Cross-meeting context retrieval using ChromaDB vector store and Gemini summaries.
Store (after meeting ends):
- TranscriptCollector provides formatted transcript
- Gemini generates a meeting summary (key topics, decisions, action items)
- Summary + metadata (URL, timestamp, first 5000 chars of transcript) stored in ChromaDB
- Oldest meetings evicted when count exceeds 20
Retrieve (before meeting starts):
- Cosine similarity search across all stored meetings
- Top 3 most relevant past meeting summaries injected into system prompt as "PAST MEETING CONTEXT"
Manages the full lifecycle of a bot session:
idle → starting → joined → ready → running → stopped
- Load config, retrieve past meeting context from ChromaDB
- Start Pipecat pipeline (WebSocket server)
- Launch browser, join Teams meeting
- Start AudioBridge (WebSocket client connects to pipeline)
- Set up audio capture and track injection
- Optionally start VisionObserver
- Run pipeline + meeting monitor concurrently
- On shutdown: stop vision, generate summary, store in ChromaDB, leave meeting, close browser
FastAPI server for external control of bot sessions.
| Endpoint | Method | Description |
|---|---|---|
/bot/start |
POST | Start a bot (meeting_url, bot_name, vision_enabled) |
/bot/stop |
POST | Stop active bot session |
/bot/status |
GET | Current session status + vision state |
/bot/vision |
POST | Toggle vision observer on/off mid-session |
Single-session model: one bot at a time per server instance. Starting a new session force-cleans the previous one.

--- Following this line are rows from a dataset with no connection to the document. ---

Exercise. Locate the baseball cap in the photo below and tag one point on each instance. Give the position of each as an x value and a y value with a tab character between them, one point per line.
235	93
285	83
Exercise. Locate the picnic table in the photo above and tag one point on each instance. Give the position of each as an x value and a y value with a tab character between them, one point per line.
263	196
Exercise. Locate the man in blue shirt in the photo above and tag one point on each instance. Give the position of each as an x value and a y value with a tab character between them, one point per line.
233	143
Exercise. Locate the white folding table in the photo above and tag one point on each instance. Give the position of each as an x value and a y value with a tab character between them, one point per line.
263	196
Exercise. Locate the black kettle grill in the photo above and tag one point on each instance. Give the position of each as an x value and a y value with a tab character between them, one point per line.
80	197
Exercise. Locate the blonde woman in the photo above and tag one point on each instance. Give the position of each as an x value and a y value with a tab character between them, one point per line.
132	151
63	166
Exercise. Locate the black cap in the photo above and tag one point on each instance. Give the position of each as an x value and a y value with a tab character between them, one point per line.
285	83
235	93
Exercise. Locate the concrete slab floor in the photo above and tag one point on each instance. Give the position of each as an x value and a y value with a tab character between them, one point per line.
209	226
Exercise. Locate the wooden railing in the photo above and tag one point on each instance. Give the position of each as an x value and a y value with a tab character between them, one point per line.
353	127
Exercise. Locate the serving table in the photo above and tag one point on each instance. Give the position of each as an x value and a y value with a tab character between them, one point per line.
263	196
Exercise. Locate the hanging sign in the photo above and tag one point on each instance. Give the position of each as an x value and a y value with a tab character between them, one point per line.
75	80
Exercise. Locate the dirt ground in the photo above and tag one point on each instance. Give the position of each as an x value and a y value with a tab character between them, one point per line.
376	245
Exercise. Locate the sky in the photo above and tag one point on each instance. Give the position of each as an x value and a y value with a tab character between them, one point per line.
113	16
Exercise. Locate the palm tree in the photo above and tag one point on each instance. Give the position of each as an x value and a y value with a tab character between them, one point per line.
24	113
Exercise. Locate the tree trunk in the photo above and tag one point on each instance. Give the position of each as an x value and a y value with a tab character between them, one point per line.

| Segment | Sample Rate | Channels | Encoding | Chunk Size |
|---|---|---|---|---|
| Browser capture | 48kHz | 1 | Float32 | 1024 samples |
| After decimation (to Python) | 16kHz | 1 | Int16 LE | ~341 samples |
| Bridge -> Pipeline | 16kHz | 1 | Int16 LE | 1920 bytes (60ms) |
| Pipeline -> Bridge (Deepgram) | 24kHz | 1 | Int16 LE | variable |
| Bridge -> Browser | 24kHz | 1 | Int16 LE (base64) | variable |
| Browser playback | 48kHz | 1 | Float32 | upsampled 2x |
-
Driverless audio: JavaScript MediaStream interception eliminates the need for VB-Cable or virtual audio devices, making deployment simpler and more portable.
-
TLS WebSocket: The Pipecat pipeline uses a self-signed TLS WebSocket server because Chrome's content security policy blocks
ws://connections fromhttps://pages (Teams). -
Lazy DG connection: The Deepgram Voice Agent connection is established on first audio frame rather than pipeline start, avoiding Deepgram's inactivity timeout.
-
Echo suppression via full mute: During bot speech, captured audio is completely zeroed out (not attenuated) since Deepgram handles VAD server-side. Interruption detection still works via energy threshold check before muting.
-
CDP over pipe: Chrome is launched with
--remote-debugging-port(TCP) instead of Playwright's default pipe mode, which causes STATUS_BREAKPOINT crashes on Windows Server 2025. -
Prompt management: Vision context is placed at the start of UpdatePrompt payloads and limited to 2 snapshots, preventing prompt growth and ensuring truncation doesn't cut visual data.